Tell us a bit about yourself.
My favourite division to teach is junior high! I left the classroom to teach at the U of A and I have been a teacher educator for more than 15 years. I completed my BEd in Elementary Education at the U of A. I completed my MEd at York University and my PhD at the U of A. Some of my favourite things include: crunchy peanut butter; pineapple and jalapeños on pizza; a good pair of trainers; my ‘90s hip hop/ R&B playlist and a strong cappuccino with one shot of vanilla.
What brought you to the U of A Faculty of Education?
I come from a long line of U of A alumni as the daughter of Muslim immigrants who came to the University of Alberta in the early 1960s. My mom completed her BEd and MEd and my dad completed his PhD at the U of A. I am also a U of A alum, completing my BEd and PhD here. My eldest daughter is in her second year at the U of A.
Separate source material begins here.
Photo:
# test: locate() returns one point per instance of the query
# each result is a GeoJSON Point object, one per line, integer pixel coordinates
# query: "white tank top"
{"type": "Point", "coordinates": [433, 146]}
How did you become involved in working in Equity, Diversity and Inclusivity? What does that term mean to you in the context of education?
Both my master's and doctoral work were grounded in equity and anti-oppression. As a racialized woman, my experiences as a young student, then as a young teacher and now as a (still young!) teacher educator have afforded me lived experiences with gendered racism. I feel it is my responsibility to combine my academic expertise with my lived experience to highlight that it is no longer enough to just be antiracist. Diverse schools don't always equate to equitable schools. As educators, we need to make sure that while we build cultural capacity, to always be sure we are not othering in the process. The road to antiracism has to happen on many levels: individual, community, and institutional. We must be called to act even when we are uncertain, not fully informed and mostly when we are uncomfortable.
What is your goal or vision as special advisor, EDI and racial justice in the Faculty of Education?
We are at a very crucial moment in our University's history; through this restructuring process, we have the capacity to make some very progressive changes to our current structures of education, leadership and governance. I would like to see all our decisions made through the lens of our Equity mandate: to understand that many or all of our decisions will impact equity-deserving groups the most. It's time to start considering how we build capacity and for whom. Part of shifting culture is understanding and acknowledging how, institutionally, we are also complicit in the harm. Many institutions have created some excellent anti-oppressive paper work but this paper work is not grounded in action and accountability. I would like to see our Faculty grounded in IDDEA: Inclusion, Diversity, Decolonization, Equity and Accountability/Action.
What does a typical work day consist of?
7 a.m.: Wake up, train or run, get my kids off to school, head to work, teach. 3 p.m.: pick up my kids, walk my dogs, dinner with the family, another walk (if it's warm!), marking, emails, class prep. 9 p.m.: The National, Netflix, reset.
What is your favourite part of the work you do? What do you find most challenging?
Working with preservice teachers and then seeing them in practice years later. I will always ground my teaching in relationships built on trust, mutual respect and reciprocity. What I find most challenging (while at the same time, rewarding) is finding ways to constantly check my teaching practice; what does it mean to decolonize my teaching? Our current systems of education are grounded in some very colonial practices. How do we dismantle and rebuild equitable teaching practices?
What advice do you have for preservice teachers?
One of my favourite quotes that sums up my advice to preservice educators comes from the legendary Toni Morrison: "When you get these jobs that you have been so brilliantly trained for, just remember that your real job is that if you are free, you need to free somebody else. If you have some power, then your job is to empower somebody else." Acknowledge your privilege and be an edu-activist. Teaching is one of the most vulnerable professions and what a privilege it is to teach the young people who will be our next world leaders, prime ministers, and future change agents.
What do you like to do in your spare time?
What's spare time?? Ha ha, when I do have some, I have discovered how powerful daily walks can be for my mental, spiritual and physical health, or you can catch me coaching boxing, also great for my health!